I last covered Medical Properties Trust, Inc. (NYSE:MPW) back in November in an article titled: Don’t Get Cut Being Greedy When You Should Be Fearful. This was an obvious play on words referencing investors catching a falling knife in the form of MPW. For the record, I was once a shareholder in MPW, but sold out a while ago at a loss before they cut the dividend.
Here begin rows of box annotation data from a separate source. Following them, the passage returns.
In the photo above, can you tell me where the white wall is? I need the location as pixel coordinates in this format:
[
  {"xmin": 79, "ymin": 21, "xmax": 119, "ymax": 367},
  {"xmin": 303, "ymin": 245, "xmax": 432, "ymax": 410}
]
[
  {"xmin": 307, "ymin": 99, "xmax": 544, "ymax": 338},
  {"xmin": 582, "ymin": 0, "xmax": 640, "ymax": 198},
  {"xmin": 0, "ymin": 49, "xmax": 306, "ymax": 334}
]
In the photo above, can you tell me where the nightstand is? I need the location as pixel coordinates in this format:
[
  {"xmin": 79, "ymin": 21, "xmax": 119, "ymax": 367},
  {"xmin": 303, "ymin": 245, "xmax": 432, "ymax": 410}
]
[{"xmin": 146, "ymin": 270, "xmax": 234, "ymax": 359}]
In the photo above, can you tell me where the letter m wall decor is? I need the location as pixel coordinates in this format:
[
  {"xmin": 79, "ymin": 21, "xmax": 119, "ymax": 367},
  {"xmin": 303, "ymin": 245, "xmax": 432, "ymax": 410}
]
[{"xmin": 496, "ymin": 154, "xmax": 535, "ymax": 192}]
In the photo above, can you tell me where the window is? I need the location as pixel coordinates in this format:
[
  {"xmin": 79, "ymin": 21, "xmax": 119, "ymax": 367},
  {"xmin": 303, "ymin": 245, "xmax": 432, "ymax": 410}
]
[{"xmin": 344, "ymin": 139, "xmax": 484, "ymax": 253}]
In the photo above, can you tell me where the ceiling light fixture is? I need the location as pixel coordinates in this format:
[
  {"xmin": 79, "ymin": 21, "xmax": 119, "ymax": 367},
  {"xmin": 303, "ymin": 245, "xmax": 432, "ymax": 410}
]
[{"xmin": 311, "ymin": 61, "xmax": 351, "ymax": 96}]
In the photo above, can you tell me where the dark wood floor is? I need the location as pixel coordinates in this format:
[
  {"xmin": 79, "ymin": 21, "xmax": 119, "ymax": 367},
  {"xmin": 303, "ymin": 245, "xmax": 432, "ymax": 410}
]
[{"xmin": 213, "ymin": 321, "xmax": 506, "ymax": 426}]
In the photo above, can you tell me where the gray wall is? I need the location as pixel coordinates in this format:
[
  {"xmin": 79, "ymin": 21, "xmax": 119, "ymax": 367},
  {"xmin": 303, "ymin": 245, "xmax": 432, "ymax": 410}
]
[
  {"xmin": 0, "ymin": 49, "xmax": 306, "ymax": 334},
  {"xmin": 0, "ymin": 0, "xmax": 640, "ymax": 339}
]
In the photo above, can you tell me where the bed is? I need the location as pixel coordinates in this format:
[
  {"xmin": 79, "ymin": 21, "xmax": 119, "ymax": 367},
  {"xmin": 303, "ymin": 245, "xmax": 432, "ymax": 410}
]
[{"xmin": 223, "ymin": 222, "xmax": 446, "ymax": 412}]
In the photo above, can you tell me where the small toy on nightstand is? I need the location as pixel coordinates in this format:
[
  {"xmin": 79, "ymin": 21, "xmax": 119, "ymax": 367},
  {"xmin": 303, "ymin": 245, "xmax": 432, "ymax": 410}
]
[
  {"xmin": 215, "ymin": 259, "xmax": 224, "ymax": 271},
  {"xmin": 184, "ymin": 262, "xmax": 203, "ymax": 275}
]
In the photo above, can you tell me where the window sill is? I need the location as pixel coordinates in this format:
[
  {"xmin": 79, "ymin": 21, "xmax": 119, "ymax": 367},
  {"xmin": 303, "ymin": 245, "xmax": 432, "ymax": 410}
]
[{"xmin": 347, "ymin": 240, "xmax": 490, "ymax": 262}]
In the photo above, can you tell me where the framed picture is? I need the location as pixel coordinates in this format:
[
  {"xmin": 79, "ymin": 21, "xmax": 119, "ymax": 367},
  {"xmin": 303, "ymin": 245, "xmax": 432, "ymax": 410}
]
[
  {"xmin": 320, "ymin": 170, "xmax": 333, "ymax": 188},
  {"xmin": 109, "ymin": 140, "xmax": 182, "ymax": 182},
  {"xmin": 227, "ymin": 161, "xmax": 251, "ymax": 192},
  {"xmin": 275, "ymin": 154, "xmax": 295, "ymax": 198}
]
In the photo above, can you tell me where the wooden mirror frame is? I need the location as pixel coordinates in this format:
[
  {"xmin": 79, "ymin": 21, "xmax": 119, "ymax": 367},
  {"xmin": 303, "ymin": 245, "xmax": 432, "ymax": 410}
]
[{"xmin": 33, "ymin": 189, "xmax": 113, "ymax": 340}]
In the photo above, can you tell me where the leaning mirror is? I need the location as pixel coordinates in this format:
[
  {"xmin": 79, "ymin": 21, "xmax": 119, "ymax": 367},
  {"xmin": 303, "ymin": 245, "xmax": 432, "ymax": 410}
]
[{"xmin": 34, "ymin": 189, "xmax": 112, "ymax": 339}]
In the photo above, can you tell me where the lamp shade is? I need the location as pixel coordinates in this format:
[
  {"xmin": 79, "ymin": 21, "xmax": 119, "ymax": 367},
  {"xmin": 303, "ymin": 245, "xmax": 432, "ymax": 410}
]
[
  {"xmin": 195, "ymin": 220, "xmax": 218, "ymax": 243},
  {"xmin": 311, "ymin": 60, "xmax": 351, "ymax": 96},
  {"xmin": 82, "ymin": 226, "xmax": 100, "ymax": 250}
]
I discussed the dividend cut of nearly 50% to free up liquidity during the third quarter. And while this did free up capital giving the REIT a then 49% payout ratio, the company has continued to face issues I’ll discuss later in the article. Additionally, the share price has declined further from nearly $5 to $4.25, where it currently trades at the time of writing. In this article, I discuss why I wouldn’t touch this REIT with a 10-foot pole and why investors shouldn’t either.

Brief Overview

For those new to Medical Properties Trust, MPW is a REIT that invests primarily in healthcare facilities throughout the world. At the end of 2023, they had 439 properties in 9 different countries across 50 tenants. Some of their tenants include Steward, their largest company, followed by Circle Health. Of note, 40% of their properties are located outside of the United States, with most located in Germany & Switzerland.

Dividend Elimination?

I just want to say I don’t short stocks. As previously mentioned, I was a shareholder in Medical Properties Trust. Due to their consistent tenant issues, I decided to sell the stock at a loss and invest the capital elsewhere.
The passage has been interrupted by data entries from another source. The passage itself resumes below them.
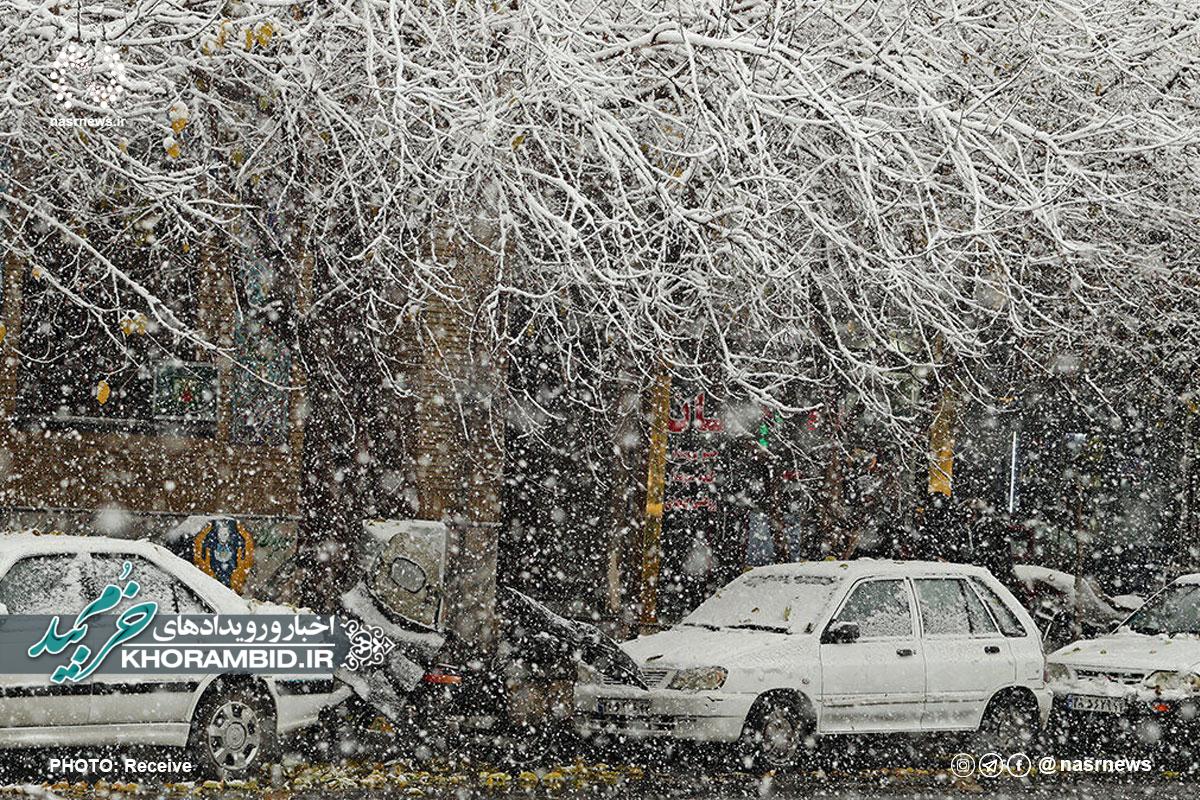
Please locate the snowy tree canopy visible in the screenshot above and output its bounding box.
[0,0,1200,448]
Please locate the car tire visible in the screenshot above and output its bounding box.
[187,684,277,781]
[738,696,812,770]
[977,694,1040,753]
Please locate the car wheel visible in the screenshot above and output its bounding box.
[739,697,812,769]
[188,686,276,780]
[979,696,1039,753]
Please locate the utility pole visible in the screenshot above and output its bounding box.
[640,365,671,634]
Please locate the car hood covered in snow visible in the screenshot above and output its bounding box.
[1048,633,1200,673]
[622,625,812,669]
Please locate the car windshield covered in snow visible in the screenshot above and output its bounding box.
[1126,583,1200,636]
[683,572,839,633]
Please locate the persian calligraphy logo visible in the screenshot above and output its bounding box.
[28,561,158,684]
[342,618,396,672]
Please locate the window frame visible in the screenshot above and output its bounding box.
[911,575,1004,639]
[822,576,919,643]
[967,575,1030,639]
[89,551,216,615]
[0,552,91,615]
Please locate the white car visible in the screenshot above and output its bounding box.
[575,559,1050,766]
[1046,573,1200,744]
[0,534,349,777]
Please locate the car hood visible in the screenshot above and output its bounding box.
[1046,633,1200,672]
[622,626,812,669]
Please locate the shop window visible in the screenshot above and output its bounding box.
[229,237,292,446]
[17,225,217,435]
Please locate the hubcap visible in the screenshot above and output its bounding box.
[762,709,796,763]
[208,700,263,771]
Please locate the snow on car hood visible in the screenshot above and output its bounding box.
[620,625,811,669]
[1046,633,1200,673]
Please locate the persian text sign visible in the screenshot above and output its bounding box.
[0,614,379,682]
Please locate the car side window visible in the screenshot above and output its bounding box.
[835,579,913,639]
[971,578,1028,638]
[91,553,209,614]
[0,553,89,614]
[913,578,998,636]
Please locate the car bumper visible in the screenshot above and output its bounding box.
[575,684,755,742]
[275,681,352,735]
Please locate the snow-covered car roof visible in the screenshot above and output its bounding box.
[751,559,990,579]
[0,531,248,613]
[0,531,178,561]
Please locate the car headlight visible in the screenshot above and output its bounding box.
[667,667,728,692]
[1141,669,1200,693]
[575,661,601,684]
[1045,663,1073,684]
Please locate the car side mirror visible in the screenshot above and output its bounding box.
[821,621,859,644]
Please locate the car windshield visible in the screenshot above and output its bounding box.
[1124,583,1200,636]
[683,572,838,633]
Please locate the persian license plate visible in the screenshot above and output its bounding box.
[1067,694,1126,714]
[596,697,650,717]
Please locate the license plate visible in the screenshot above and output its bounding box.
[1067,694,1126,714]
[596,697,650,717]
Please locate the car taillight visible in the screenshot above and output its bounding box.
[421,669,462,686]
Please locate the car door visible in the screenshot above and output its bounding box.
[820,578,925,733]
[913,576,1015,730]
[0,553,92,744]
[90,553,212,724]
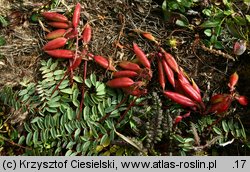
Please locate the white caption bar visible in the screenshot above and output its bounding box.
[0,156,250,172]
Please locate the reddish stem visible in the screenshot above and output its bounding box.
[77,60,88,120]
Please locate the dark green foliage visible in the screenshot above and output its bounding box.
[0,59,134,156]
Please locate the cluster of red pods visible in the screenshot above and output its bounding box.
[42,3,91,70]
[42,3,248,123]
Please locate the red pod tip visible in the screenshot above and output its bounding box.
[118,61,142,72]
[158,60,166,90]
[228,72,239,91]
[46,29,66,39]
[43,37,67,51]
[164,91,197,107]
[235,96,248,106]
[106,77,135,88]
[133,43,151,69]
[45,49,75,59]
[113,70,138,78]
[48,22,70,29]
[82,23,92,44]
[42,12,68,22]
[72,2,81,28]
One thing I’ve learned is to not become emotionally attached to a stock. That’s probably the biggest lesson the stock market has taught me. As an investor heavily weighted in the REIT sector (XLRE), I have a few favorites that provide me with stable and reliable income. Those like Agree Realty Corporation (ADC), NNN REIT, Inc. (NNN) and VICI Properties Inc. (VICI). But I also invest in them because of their dividend safety.
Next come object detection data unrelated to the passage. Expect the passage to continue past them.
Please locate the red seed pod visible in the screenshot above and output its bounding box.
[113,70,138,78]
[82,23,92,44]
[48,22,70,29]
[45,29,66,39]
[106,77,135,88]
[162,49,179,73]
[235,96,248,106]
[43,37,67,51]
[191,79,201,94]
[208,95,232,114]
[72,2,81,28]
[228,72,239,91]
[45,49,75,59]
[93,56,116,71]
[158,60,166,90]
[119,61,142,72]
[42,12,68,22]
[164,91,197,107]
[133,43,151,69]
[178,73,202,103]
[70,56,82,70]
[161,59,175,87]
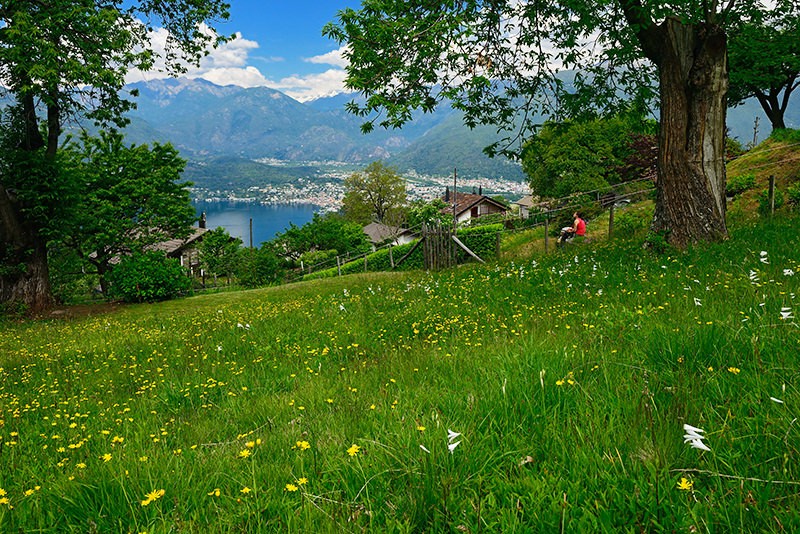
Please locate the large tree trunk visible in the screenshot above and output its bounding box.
[0,185,53,313]
[652,19,728,247]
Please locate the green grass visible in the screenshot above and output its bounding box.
[0,217,800,533]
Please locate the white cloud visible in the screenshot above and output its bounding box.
[125,28,346,102]
[268,69,347,102]
[304,46,347,68]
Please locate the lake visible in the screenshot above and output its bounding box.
[192,201,319,247]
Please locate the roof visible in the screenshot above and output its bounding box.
[153,228,209,256]
[441,193,508,216]
[364,222,409,244]
[514,195,536,208]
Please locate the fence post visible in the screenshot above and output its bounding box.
[608,204,614,239]
[769,174,775,215]
[544,213,550,254]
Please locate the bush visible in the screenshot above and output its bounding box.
[786,184,800,209]
[109,250,192,302]
[758,188,783,217]
[614,209,652,236]
[725,173,756,196]
[236,245,285,288]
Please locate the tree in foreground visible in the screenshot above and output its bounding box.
[62,132,195,295]
[342,161,406,226]
[729,9,800,130]
[0,0,228,311]
[324,0,794,250]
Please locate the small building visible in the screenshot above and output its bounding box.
[364,222,414,250]
[442,187,508,224]
[151,227,210,274]
[514,195,537,219]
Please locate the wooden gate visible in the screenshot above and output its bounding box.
[422,224,456,271]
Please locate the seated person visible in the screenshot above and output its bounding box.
[558,211,586,245]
Both ADC & VICI had payout ratios of around 75%, while NNN had a payout ratio of roughly 69%, very safe for REITs. But if their financials became suppressed for too long, no matter how much I liked them, I’d cut my losses if their fundamentals started to change. I’d also pay attention to how their CEO plans to correct their declining fundamentals.

During Q4 earnings back in February, MPW’s CEO addressed the dividend broadly:

The Board will meet later this quarter to discuss the dividend. The board’s policy on the dividend remains unchanged. As has always been the case, the Board will review all aspects of the company, including items such as FFO payout ratio, REIT requirements, and liquidity.

Now, some may say he didn’t say that the company was cutting the dividend. And while he didn’t, he didn’t sound too confident in paying a dividend for the upcoming quarter. This reminded me of Walgreens Boots Alliance, Inc. (WBA) when they broadly addressed the dividend during an earnings call.

When WBA’s management team failed to address specifically why they held the dividend and decided to forgo Dividend King status in the process, I realized the fundamentals might be changing and a dividend cut was likely to occur. A reader told me I was wrong and that they chose to not address this to give the new CEO flexibility. And while the cut was speculation on my part, we all know what happened.

And for good reason. Sometimes a dividend cut is needed. In this case, I wouldn’t be surprised if it was suspended or eliminated altogether. I don’t think it would be a bad move on the company’s part because of their liquidity issues. And I think it’s likely priced in already, so the share price won’t fall too far from here in my opinion.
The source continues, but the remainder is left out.